In the new year, prices are going up to camp in the Los Padres National Forest.
The U.S. Forest Service announced the fee increases this week, saying it authorized a concession company to raise prices at 33 campgrounds and a Monterey County day-use site.
The spots are all managed by Parks Management Co. In 2016, the Forest Service approved a special-use permit for the private company to take over operations at 40% of the sites in Los Padres, including several in Ventura County. At the time, the Forest Service said a lack of funding and staffing prompted the management change, which led to new fees, in some cases, doubling former prices.
For the past six years, nearly all of the fees have stayed the same, Los Padres officials said this week.
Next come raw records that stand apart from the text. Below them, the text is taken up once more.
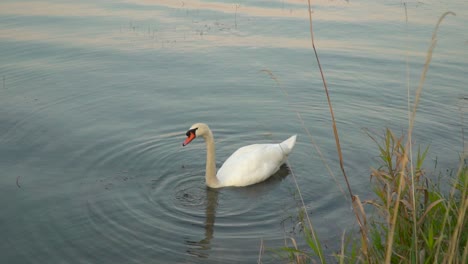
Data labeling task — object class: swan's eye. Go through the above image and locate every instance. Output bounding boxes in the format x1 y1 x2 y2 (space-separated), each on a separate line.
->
185 127 198 137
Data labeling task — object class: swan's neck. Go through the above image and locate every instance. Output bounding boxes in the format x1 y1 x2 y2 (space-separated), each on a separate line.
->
204 131 220 188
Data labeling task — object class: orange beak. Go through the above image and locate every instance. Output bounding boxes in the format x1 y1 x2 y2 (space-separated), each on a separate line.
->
182 131 196 147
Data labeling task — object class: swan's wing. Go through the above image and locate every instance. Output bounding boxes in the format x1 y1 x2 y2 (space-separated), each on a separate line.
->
217 144 286 186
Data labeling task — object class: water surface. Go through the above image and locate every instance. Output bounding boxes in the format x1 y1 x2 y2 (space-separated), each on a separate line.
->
0 0 468 263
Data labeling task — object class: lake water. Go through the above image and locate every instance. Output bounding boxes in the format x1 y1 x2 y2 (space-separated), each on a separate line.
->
0 0 468 263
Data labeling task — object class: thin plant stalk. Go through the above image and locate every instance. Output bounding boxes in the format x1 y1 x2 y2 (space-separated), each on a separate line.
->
307 0 369 258
404 3 419 263
385 12 455 263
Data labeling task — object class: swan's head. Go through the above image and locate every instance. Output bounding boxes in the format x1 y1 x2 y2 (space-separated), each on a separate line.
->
182 123 211 146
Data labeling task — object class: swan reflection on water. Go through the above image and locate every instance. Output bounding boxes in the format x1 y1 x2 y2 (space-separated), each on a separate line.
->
185 164 290 258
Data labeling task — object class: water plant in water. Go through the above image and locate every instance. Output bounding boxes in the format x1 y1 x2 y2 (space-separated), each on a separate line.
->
266 0 468 263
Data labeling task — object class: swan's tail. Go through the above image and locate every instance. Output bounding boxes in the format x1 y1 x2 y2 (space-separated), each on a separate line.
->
280 135 297 155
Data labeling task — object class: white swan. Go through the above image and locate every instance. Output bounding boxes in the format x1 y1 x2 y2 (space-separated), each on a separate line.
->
182 123 296 188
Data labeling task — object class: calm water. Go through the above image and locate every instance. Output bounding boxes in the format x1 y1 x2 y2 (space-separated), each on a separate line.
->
0 0 468 263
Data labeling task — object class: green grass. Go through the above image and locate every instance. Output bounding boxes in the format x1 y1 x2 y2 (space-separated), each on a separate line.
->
259 0 468 263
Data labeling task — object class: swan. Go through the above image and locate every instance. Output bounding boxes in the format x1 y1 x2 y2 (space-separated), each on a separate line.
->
182 123 297 188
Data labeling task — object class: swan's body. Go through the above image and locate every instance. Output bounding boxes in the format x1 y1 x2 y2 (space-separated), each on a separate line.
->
182 123 296 188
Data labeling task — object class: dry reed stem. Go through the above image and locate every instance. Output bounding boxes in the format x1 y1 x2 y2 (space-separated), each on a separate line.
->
385 12 455 264
257 238 264 264
307 0 369 260
404 3 419 263
260 69 347 199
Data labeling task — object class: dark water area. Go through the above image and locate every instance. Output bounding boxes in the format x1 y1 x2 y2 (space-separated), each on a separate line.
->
0 0 468 263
But they said the company requested increases for 2023 to offset rising costs, including recent hikes in California’s minimum wage.
The changes include:
- Fees for individual campsites to increase $10 per night, the lowest price rising from $20 to $30.
- Fees for group campsites to increase $25 to $50 per night depending on site capacity. Current prices range from $100 to $150 per night.
- Entrance fees for the Pfeiffer Beach day-use area in Big Sur to increase from $12 to $15.
- Fees at other day-use sites are expected to stay at $10 per day.
- The new fees take effect Jan. 1.
Los Padres sites not operated by Parks Management Co. either allow free entry or accept an Adventure Pass, which costs $5 per day or $30 annually. Camping is free at more than 50 campgrounds in the forest, Los Padres spokesman Andrew Madsen said.
Conservation group Los Padres ForestWatch raised concerns about the fee hikes, including that the Forest Service allowed the increases without providing the public a chance to review the proposed changes or provide input.
The higher fees may push campers to seek out more remote, informal sites that could create unsanitary conditions, increase wildfire risk and hurt sensitive habitat, the group said. The increases also tend to have a disproportionate impact on low-income families, potentially creating barriers to access.